The question was: how did you wrap up an untimely death nicely? Was there a nice way to do such a thing? I wasn't even sure I could say anything else without breaking down, and that wasn't something I was prepared to do in front of all these people. It wasn't even pride, just years of being trained to hold my head up high and keep a stiff upper lip. Perhaps that's why I've ended up the way I am - utterly fucked up. Pausing for a moment, trying to gather the strength together to thank everyone for coming, a beam of light caught my eye and made me blink. As my gaze turned towards the end of the church, near the entrance, I noticed that someone had cracked open the door a couple of inches, but then the light was extinguished. They'd probably realised they were late to the party and decided to wait for the buffet and copious amounts of alcohol that would be coming their way soon. There had to be some incentive to come to a funeral, right? Okay, wind it up Matthews. Let's get these poor folks out of here.
'I'm sorry I don't have anything more eloquent to say on the matter, but I still can't believe she's gone. I keep thinking that this is all going to be
a horrible dream and that I'll wake up in a moment. Thank you so much for coming everyone, and I hope…'
The heavy oak door opened once again, but this time it was flung open wide and the light almost blinded me. Everyone turned around to see who on earth would make such an entrance at a funeral, and there were more than a few gasps as the lone comer stepped into the light. Vincent was already on his feet, making a beeline towards me, his arm shooting out to restrain me, but it was too late. I was already running down the aisle as if I was an athlete competing in the one hundred-metre dash, and I had only one goal in mind. The man in front of me had killed my wife, and I was going to tear him apart. I would rend each and every limb from his body, and to hell with whoever was watching. They'd better be prepared for a blood bath.
Chapter Two - Mark
'Mr Matthews. Mr Matthews.' I didn't know who was calling my name, but they were disturbing my fist smashing into Michael Redcliff's face and I wished they would just shut up. Then it felt like I was shaking all over and I wondered if Redcliff had managed to get a punch in somewhere nasty. What the hell was going on?
'Mr Matthews, can you hear me?' There was more shaking, and Michael's face kept going in and out of focus. What the fuck was wrong with me? I could usually go a couple of rounds without passing out. These last few days must have really taken their toll on me.
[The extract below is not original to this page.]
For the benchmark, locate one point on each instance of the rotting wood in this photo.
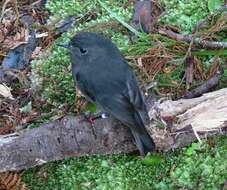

'Wake up, Mr Matthews. It's nurse Johnson. I wouldn't disturb you unless it was important, but I'm afraid it is.'
My eyes blinked open. I sucked in a great big ball of air and found nurse Johnson directly in front of my face. The hospital. I was at the hospital. Jennifer wasn't dead, was she? Oh God, please tell me Jennifer isn't dead.
I scrambled upright, shooting up from my chair and nearly head-butted the nurse in the process.